Closed thierryba closed 2 months ago

thierryba commented 2 months ago

Observed behavior

If one is deleting a message from jetstream asynchronously with natsMsg_Destroy, it will crash (https://github.com/nats-io/nats.c/pull/792 exhibits this in a test)

Expected behavior

it should not crash and I should be able to take a natsMsg and decide when I want to use natsMsg_Destroy on it. If I missed something, please correct me.

Server and client version

nats-server: v2.10.18 nats.c version 3.8.2 (the crash still happens with main, see test for it)

Host environment

MacOS 14, arm64

Steps to reproduce

see the draft PR for a test: https://github.com/nats-io/nats.c/pull/792

thierryba commented 2 months ago

I nailed it down to the _autoAckCB that actually destroys the message. That is a bit weird and defeats the purpose of having a callback, That callback should then never take a reference to the natsMsg unless we do manual ack.

kozlovic commented 2 months ago

I was pretty sure that this was documented somewhere in the doc (nats.h), but can't clearly see it. But yes, the library "disables" the destroy so that when the caller calls destroys in the callback, the library still has access to it to ack the message, then internally destroys it.

Remember, natsMsg do not have lock and no ref counting, so we are limited in what we can let the user do with a message when the library still needs access to it.

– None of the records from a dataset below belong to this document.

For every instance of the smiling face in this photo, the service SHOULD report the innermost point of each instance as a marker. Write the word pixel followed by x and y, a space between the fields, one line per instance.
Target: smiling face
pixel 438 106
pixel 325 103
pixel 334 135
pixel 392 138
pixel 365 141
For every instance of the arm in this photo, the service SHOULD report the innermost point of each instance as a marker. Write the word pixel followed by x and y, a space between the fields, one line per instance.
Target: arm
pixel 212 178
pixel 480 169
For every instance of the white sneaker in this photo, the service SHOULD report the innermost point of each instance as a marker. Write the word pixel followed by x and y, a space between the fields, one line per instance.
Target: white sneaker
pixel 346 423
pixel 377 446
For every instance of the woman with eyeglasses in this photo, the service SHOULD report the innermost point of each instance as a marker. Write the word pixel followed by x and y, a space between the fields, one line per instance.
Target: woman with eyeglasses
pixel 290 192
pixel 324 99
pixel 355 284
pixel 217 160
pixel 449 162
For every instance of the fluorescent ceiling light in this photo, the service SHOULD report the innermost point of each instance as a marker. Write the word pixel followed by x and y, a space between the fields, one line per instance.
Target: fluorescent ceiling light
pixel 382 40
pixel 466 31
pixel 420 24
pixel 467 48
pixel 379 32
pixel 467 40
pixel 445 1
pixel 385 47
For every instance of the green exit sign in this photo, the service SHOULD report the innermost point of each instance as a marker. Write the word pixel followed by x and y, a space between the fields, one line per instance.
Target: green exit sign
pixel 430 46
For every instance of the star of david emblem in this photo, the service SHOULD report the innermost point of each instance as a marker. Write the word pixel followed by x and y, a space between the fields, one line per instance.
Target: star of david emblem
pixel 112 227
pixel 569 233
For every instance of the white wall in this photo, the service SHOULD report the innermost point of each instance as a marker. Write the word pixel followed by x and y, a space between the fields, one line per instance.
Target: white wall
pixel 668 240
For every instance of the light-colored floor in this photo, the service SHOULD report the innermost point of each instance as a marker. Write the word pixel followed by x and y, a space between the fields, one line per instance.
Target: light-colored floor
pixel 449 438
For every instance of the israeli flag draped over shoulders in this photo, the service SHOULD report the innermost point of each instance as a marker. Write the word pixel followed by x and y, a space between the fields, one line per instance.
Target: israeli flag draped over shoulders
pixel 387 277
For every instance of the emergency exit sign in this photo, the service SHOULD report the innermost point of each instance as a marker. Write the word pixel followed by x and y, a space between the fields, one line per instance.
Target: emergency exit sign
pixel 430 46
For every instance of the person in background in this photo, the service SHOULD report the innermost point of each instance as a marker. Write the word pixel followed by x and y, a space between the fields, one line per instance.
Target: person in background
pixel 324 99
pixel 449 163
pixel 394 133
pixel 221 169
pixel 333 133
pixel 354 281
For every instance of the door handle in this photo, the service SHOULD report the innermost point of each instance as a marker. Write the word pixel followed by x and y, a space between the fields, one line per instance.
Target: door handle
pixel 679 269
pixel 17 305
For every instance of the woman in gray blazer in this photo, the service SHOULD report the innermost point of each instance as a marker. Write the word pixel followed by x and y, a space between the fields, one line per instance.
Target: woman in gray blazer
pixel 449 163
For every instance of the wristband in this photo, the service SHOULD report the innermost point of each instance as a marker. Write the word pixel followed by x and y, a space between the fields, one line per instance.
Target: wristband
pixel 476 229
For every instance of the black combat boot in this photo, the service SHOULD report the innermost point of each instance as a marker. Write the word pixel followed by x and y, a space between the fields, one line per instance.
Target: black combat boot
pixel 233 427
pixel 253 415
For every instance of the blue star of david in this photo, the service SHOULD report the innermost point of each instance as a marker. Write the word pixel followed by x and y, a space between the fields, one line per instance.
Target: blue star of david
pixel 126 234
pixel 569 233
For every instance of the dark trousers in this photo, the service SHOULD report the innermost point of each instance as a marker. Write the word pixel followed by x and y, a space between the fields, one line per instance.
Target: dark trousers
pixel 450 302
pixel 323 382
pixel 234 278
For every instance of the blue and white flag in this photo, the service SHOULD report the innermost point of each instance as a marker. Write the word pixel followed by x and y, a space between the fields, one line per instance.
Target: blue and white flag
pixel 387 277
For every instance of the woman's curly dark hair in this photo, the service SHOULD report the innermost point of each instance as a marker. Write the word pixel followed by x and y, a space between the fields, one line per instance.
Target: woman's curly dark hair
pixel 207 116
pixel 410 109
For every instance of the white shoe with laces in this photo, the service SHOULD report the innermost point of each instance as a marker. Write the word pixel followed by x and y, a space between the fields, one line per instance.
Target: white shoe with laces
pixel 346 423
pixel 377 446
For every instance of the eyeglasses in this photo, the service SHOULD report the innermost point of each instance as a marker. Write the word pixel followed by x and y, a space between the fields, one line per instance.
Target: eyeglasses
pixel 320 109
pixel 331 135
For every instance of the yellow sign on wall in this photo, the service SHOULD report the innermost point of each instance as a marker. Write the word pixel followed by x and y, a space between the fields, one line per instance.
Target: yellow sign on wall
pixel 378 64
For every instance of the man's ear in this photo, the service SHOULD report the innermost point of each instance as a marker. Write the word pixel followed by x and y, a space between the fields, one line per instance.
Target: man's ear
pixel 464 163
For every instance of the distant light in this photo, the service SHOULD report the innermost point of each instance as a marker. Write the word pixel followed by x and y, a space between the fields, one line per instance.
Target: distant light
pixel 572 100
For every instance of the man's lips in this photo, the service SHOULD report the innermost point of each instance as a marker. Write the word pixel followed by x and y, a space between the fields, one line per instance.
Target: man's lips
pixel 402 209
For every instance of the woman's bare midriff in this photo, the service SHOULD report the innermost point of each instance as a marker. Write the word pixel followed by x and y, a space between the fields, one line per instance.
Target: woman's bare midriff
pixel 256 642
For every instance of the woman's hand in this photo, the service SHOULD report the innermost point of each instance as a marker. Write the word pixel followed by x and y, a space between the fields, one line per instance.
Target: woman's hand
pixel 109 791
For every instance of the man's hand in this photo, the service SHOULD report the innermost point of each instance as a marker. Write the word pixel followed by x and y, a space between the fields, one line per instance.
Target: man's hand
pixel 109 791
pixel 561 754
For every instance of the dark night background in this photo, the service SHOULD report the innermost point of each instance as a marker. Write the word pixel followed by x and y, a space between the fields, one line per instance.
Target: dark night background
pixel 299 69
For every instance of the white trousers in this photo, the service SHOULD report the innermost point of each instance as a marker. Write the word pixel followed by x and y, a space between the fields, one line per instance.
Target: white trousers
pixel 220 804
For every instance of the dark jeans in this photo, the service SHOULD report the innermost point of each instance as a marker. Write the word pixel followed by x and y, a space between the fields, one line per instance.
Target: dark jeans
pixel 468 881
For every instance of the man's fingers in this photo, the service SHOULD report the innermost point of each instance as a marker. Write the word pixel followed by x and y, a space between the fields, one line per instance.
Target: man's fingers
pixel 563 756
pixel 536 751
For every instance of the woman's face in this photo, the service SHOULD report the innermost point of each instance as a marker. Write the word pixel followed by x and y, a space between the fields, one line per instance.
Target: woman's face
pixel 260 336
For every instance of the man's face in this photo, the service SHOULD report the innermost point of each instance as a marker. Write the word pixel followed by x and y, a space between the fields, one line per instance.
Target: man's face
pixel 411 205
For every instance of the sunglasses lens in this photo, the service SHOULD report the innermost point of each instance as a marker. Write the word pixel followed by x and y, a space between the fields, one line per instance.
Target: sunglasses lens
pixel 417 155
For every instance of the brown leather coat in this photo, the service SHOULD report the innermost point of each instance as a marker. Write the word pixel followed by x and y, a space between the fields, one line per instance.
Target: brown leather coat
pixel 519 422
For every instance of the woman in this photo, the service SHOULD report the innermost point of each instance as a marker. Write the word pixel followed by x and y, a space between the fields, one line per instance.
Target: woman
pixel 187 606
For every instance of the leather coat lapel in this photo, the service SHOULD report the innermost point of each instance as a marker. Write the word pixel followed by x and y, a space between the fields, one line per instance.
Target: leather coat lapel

The library could have done without the message by collecting the required information, which in this case is the reply subject really. But that would have mean to make a copy of that string.

thierryba commented 2 months ago

hmm ok, got it. I've seen that manual ack also destroys the message. So I will "just" rely on that. Thx.

thierryba commented 2 months ago

you could have left it to the callback to get rid of the message.

kozlovic commented 2 months ago

you could have left it to the callback to get rid of the message.

But again, the library - with auto-ack - needs to ack after the callback returns. So if the message is destroyed, the reference to the reply subject would be invalid, hence my comment regarding the need to make a copy of that string, which currently we don't need because we "disable" the destroy of the message by the user (using an internal flag).